# Reading csv, json and shape format datasets. Combining them into one central file

One of the goals of our project is to study urban environment of Zurich city and afterwards associate it with insurance data. For this purpose, we will be utilizing public datasets published on <a href="url">https://data.stadt-zuerich.ch/</a> website. Datasets we will be using contain, but are not limited to, public parks, schools, street lights, public WCs and etc. in Zurich. 

This notebook is used to load all relevant datasets found on https://data.stadt-zuerich.ch/ as well as the population per zip code data from https://opendata.swiss/en/dataset/bevoelkerung-pro-plz into a central file that will be used for the rest of the analysis.

In [1]:
import pandas as pd
import numpy as np
import geopandas as gpd
from os import listdir

In [2]:
DATA_FOLDER = "./data/"
CSV_JSON_FOLDER = DATA_FOLDER + './csv_json_files/'
SHAPE_FOLDER = DATA_FOLDER + "shapeFiles/"

## Reading and loading the csv files

In [3]:
# create function that reads cleans and appends csv to the general dataframe
def csv_read_clean_append(csv_file, duplicate_check, group_on, new_column, append_target=None):
    
    # load csv into dataframe, drop any duplacte rows, count values for group_on series 
    temp_df = pd.read_csv(CSV_JSON_FOLDER + csv_file).drop_duplicates(duplicate_check)[group_on].value_counts().to_frame(new_column)
    
    if append_target is None:
        return temp_df
    else:
        return append_target.join(temp_df)

In [4]:
# start with addresses and number of hospitality companies
combined_df = csv_read_clean_append('adressen.csv', 'adresse', 'plz', 'addresses')
combined_df = csv_read_clean_append('gastwirtschaftsbetriebe_per_20171231.csv',\
                                    'Betriebsname', 'plz', 'hospitality_companies', combined_df)

We now insert the population per zip code.
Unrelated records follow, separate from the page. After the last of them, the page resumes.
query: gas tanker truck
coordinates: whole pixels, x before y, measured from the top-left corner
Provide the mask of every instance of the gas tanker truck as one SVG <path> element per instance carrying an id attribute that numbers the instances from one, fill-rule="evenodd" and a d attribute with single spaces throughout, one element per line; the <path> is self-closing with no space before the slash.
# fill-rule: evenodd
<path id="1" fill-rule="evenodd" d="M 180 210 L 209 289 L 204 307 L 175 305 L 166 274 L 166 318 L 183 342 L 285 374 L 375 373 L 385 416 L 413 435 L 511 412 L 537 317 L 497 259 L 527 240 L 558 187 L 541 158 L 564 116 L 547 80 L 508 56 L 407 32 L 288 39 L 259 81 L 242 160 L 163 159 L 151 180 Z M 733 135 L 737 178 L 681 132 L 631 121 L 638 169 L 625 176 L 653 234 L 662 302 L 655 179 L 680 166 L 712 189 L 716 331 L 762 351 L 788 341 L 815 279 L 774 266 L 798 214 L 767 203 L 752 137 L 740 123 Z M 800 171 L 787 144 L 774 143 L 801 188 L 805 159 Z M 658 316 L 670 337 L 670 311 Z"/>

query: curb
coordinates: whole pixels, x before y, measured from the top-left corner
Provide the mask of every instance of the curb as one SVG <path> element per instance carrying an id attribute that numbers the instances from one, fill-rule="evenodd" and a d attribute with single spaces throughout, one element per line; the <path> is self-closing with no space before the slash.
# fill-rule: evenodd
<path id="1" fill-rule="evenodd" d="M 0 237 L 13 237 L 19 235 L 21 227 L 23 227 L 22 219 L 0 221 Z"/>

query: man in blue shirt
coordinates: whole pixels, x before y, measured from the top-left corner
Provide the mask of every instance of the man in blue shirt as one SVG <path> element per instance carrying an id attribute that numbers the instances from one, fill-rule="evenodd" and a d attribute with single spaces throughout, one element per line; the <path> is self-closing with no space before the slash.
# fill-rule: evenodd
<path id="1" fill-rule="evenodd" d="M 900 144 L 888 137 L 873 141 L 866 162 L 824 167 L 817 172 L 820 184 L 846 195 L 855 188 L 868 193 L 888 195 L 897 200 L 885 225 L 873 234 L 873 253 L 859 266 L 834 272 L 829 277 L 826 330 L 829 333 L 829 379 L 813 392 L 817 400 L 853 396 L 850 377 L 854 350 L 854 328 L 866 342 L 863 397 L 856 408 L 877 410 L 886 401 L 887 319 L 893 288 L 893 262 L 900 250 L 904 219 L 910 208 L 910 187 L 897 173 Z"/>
We have to do some manual touching up, as the population is a sum of number of women and men.

In [5]:
# read population per zip code file
population_df = pd.read_csv(CSV_JSON_FOLDER +'bevoelkerung_proplz.csv',delimiter=';')

# sum the men and women count per zip code to get population per zip code
population_df = population_df[population_df['typ']\
                                .isin(['w', 'm'])]\
                                .groupby('plz')['anzahl']\
                                .agg('sum')\
                                .to_frame('population')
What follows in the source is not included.